初期は高音域の聴力低下が目立ち、会話中の子音や環境音の聞き取りが困難となる。両側性・対称性に進行し、耳鳴や軽度のめまいを伴うこともあるが、外見上の異常は認めない。

検査・診断

検査所見補足
純音聴力検査高音域を中心とした両側性感音難聴聴力曲線は下行型
語音明瞭度検査語音明瞭度の低下進行例で著明
耳鏡検査特記すべき異常なし他疾患除外目的

加齢とともに進行する両側性・対称性の感音難聴を示し、他の原因(中耳疾患や突発性難聴など)が除外されることが診断のポイントとなる。
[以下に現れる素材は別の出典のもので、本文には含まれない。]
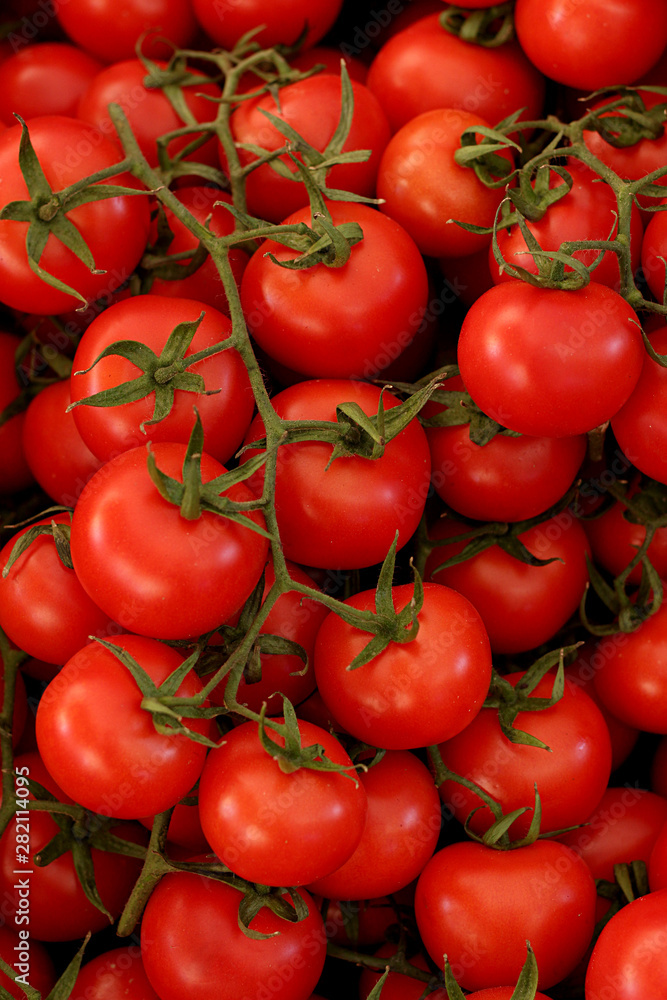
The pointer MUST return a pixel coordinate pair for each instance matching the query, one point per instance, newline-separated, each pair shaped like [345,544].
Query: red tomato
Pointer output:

画像検査は通常不要。

治療

  • 第一選択:補聴器装用や聴覚リハビリテーション
  • 補助療法:コミュニケーション指導や環境調整
  • 注意点:早期からの介入と定期的な聴力評価が重要

鑑別・比較

疾患見分けるキーポイント検査差異
突発性難聴急激な発症、片側性が多い片側性・急性経過
騒音性難聴騒音曝露歴、4000Hz付近の聴力低下C5-dip型聴力曲線

補足事項

認知症やうつ病など他の高齢者疾患との関連が指摘されており、QOL低下や社会的孤立のリスク因子となる。補聴器の適切な選択と装用指導が重要である。